Reference transcripts can have a substantial influence on the annotation of variants, with LOF variants being particularly difficult to assess.41, 42 For example, the important PM allele, CYP2C19*2, was not annotated as a high-confidence LOF variant in our analyses. It has also recently been shown that tools to infer pharmacogenomic alleles are currently inadequate when being used on current sequencing data and need to be improved.43 An additional limitation of only assessing the exome is that non-coding regulatory variation, which is not captured with this approach, can have an important role in pharmacogenomic phenotypes,44 highlighting one of the advantages of performing whole-genome sequencing. Finally, as this was beyond the scope of this study, a dedicated analysis of copy number of pharmacogenes is still required.

Conclusions

Sequencing technologies will continue to be used for pharmacogenomic applications in both research and clinical settings at an increasing rate. This study highlighted that this approach remains the best way to capture rare variants, which although independently rare, make up the bulk of the variation in pharmacogenes.

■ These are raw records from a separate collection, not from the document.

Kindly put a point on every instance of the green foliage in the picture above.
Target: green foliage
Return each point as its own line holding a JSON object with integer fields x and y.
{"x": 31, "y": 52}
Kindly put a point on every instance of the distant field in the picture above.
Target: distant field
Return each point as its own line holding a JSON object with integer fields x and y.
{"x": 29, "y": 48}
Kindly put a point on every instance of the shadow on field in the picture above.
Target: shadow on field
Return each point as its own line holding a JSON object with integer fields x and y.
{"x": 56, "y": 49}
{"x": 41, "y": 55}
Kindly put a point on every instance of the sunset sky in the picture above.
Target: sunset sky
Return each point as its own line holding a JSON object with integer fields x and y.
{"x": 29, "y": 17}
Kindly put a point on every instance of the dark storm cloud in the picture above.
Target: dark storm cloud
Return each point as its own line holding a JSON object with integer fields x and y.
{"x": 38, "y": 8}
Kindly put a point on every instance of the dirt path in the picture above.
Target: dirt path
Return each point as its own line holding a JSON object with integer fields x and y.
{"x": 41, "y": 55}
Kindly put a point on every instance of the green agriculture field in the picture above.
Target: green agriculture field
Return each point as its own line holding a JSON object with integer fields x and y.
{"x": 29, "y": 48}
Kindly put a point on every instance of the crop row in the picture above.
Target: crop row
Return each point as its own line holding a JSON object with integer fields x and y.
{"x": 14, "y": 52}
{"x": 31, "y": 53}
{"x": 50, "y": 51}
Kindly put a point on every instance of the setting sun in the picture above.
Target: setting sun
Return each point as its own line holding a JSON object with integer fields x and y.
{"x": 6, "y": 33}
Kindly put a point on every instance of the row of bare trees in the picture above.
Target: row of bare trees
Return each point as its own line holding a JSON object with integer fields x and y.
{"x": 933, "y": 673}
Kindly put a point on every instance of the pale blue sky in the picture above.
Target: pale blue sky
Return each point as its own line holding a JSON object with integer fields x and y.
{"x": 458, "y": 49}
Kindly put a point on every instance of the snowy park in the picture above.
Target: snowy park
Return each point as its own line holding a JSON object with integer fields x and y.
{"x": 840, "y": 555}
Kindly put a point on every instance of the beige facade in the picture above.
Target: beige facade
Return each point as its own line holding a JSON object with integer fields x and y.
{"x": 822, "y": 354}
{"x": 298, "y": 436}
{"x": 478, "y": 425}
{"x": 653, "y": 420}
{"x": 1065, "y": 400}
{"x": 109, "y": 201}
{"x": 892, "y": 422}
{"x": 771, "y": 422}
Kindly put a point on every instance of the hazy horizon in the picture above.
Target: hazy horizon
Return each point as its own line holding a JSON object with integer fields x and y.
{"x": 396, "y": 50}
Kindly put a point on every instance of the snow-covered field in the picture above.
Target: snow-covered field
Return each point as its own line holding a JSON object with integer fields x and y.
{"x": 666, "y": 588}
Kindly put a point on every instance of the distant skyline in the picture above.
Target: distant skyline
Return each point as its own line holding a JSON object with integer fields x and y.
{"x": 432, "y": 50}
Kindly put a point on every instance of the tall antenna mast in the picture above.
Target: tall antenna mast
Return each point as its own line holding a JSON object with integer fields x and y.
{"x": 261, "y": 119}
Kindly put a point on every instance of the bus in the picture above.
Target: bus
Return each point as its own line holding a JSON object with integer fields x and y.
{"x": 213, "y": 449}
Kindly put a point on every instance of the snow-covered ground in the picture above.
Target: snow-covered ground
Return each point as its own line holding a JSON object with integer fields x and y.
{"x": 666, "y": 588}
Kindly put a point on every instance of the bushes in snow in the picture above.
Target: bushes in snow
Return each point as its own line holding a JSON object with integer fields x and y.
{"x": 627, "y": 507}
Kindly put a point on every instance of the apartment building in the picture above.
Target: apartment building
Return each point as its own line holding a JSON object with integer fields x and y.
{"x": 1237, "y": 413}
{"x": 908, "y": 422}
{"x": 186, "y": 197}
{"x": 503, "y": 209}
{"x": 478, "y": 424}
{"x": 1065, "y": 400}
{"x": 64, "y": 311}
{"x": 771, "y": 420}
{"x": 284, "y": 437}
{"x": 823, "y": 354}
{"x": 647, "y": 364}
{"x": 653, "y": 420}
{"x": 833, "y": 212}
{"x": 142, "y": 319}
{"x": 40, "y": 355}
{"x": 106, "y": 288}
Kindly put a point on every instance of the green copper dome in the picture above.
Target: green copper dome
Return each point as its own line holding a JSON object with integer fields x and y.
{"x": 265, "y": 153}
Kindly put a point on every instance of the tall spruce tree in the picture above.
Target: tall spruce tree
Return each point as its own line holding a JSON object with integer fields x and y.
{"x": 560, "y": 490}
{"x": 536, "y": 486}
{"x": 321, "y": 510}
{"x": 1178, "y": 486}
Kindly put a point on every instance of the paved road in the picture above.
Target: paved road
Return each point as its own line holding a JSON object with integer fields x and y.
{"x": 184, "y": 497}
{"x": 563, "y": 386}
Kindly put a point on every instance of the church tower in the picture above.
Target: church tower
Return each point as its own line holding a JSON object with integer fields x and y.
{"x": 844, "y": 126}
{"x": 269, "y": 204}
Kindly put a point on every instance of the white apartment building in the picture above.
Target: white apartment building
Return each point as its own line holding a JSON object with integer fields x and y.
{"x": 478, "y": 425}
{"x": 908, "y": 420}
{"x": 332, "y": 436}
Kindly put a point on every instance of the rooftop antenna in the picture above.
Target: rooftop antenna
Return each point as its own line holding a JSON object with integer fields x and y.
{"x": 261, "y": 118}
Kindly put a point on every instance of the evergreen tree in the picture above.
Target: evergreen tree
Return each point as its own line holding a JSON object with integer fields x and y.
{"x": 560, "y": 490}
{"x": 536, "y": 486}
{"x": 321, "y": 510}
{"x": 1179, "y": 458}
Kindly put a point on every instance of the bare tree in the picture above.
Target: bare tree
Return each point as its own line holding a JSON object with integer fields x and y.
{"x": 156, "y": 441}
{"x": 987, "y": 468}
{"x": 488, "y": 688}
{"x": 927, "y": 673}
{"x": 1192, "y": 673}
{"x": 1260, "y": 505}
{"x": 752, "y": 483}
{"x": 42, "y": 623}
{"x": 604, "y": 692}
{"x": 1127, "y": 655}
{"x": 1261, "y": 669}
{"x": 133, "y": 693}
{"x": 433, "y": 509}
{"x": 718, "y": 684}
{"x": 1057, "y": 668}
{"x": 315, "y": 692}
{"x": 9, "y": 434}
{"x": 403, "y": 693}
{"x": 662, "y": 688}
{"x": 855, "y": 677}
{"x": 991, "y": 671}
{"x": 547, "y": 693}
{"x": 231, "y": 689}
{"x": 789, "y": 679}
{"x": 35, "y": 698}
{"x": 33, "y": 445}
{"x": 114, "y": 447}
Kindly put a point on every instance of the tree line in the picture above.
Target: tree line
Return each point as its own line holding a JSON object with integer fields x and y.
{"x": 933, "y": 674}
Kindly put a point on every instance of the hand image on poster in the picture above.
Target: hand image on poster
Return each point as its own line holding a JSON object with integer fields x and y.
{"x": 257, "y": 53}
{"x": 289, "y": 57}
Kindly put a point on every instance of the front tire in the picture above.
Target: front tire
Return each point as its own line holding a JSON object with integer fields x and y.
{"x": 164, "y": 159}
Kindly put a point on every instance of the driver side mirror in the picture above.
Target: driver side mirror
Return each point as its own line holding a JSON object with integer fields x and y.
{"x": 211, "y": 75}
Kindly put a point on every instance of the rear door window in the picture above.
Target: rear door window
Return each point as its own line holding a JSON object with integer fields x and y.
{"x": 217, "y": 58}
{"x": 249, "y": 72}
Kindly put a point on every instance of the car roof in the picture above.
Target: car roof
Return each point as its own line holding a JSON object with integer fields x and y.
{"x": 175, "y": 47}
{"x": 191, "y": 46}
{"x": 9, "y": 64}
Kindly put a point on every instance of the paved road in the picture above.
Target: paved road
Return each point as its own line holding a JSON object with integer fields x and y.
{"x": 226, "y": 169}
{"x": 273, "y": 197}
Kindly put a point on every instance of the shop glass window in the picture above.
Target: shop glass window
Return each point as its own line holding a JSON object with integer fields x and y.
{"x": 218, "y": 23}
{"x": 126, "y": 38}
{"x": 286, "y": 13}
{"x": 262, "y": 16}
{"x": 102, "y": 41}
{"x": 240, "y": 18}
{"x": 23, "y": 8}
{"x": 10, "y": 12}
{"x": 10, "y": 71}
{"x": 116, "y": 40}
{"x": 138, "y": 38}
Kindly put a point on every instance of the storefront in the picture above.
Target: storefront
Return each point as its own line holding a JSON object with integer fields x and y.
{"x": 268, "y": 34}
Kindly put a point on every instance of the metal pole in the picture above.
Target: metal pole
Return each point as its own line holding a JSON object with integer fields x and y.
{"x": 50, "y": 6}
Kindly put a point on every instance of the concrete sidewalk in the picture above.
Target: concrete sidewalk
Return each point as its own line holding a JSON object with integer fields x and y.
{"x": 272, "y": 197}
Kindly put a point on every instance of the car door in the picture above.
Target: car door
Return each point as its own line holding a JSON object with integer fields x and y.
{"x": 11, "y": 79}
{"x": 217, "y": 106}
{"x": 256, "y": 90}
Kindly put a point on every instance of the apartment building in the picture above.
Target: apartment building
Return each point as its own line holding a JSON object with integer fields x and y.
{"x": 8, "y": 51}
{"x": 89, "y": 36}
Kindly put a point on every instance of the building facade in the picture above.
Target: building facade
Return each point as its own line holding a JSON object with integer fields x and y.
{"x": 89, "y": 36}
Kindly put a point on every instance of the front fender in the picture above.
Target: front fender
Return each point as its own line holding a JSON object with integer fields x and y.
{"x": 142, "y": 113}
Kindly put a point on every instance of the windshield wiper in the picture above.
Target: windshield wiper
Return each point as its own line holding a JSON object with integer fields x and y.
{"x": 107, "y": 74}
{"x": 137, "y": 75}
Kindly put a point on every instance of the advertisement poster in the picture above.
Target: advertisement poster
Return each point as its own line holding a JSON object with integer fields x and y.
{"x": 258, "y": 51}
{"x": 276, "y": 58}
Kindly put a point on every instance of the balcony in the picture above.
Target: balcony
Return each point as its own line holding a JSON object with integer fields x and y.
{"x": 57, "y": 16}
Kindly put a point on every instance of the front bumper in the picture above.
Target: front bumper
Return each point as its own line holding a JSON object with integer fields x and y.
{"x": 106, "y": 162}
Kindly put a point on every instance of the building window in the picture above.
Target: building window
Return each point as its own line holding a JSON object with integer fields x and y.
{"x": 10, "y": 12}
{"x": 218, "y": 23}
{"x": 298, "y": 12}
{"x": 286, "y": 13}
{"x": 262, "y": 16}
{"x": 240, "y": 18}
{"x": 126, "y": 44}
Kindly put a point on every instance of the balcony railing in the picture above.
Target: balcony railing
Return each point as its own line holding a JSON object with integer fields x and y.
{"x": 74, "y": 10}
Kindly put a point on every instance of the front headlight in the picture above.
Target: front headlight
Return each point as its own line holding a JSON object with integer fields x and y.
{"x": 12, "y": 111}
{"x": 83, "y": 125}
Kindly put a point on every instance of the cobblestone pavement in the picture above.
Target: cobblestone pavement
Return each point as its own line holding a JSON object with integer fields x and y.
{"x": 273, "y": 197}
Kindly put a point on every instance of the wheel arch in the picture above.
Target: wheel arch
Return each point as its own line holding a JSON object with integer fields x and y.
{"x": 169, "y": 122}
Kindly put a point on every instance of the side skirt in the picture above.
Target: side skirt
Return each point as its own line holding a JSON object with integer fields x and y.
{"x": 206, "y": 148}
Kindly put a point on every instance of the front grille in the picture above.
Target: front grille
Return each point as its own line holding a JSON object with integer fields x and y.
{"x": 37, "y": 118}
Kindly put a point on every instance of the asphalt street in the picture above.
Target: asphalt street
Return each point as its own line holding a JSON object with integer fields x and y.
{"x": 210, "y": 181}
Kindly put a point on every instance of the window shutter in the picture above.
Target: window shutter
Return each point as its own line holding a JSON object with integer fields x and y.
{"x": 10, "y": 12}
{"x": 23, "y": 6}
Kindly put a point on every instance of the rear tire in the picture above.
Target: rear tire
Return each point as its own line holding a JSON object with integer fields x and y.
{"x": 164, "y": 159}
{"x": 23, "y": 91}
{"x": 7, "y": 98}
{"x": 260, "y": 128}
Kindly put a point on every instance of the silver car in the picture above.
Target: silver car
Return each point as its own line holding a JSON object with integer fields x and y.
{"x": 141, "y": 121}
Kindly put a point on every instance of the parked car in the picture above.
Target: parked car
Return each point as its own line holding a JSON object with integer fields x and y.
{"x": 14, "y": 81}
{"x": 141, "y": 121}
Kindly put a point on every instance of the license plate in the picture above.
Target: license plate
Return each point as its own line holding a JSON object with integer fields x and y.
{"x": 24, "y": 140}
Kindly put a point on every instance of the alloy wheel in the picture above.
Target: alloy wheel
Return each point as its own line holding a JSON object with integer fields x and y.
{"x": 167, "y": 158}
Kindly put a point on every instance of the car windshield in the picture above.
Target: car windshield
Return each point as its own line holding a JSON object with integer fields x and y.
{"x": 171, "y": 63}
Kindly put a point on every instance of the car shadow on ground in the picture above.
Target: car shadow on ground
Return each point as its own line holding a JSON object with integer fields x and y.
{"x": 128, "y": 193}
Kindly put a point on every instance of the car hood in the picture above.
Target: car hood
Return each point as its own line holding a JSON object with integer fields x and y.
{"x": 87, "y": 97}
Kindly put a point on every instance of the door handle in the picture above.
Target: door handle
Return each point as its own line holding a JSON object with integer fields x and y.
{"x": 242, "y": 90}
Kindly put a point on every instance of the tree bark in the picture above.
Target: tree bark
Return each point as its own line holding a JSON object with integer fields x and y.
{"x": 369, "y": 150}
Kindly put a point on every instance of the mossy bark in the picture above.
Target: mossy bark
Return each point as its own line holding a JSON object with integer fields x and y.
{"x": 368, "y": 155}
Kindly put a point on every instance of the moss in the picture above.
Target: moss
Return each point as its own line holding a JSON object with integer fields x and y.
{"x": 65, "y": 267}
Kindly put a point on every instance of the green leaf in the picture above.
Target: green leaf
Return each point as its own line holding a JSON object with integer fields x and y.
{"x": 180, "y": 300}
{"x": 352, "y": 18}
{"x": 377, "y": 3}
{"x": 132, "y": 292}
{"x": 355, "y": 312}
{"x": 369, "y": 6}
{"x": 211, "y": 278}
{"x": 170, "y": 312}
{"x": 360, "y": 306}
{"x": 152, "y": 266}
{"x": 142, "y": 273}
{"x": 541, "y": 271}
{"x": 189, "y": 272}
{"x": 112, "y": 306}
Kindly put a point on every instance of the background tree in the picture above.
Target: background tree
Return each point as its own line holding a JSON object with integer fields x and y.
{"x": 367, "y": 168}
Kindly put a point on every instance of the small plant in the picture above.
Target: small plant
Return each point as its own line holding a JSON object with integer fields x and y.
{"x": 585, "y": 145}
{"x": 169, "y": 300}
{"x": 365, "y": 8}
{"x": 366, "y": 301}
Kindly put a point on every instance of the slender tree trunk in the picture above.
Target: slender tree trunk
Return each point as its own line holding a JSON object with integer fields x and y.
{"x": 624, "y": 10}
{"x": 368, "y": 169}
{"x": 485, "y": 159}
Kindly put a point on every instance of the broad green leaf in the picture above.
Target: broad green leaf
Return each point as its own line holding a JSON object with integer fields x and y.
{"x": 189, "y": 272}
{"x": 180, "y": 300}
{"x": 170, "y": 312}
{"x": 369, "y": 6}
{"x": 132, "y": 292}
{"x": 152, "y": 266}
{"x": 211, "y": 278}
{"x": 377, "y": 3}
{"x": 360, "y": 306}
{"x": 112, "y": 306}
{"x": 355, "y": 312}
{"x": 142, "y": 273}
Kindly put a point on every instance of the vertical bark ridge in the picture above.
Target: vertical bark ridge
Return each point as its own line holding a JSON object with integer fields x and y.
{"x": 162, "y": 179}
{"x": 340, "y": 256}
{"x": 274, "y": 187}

To facilitate clinical uptake, it will be important to address the analysis burden associated with high-throughput sequencing-related data. Developing variant interpretation systems that include drug response prediction beyond well-characterized clinical factors will help achieve this goal. Rare variants will need to be considered in such approaches, a task that will be assisted by improvements in computational prediction.

Sequencing is a globally inclusive technique, as genotypes are not restricted to a predetermined panel of variants. Our clinical analyses detected variants that were mainly relevant to anticancer agents and warfarin, suggesting literature biases. Additional robust pharmacogenomic studies using globally representative cohorts are therefore essential. Further, once sequenced, a genome can be used throughout a patient’s lifetime and can provide a constant source of medically relevant information that can be used to achieve a balance between mitigating ADRs and achieving drug efficacy.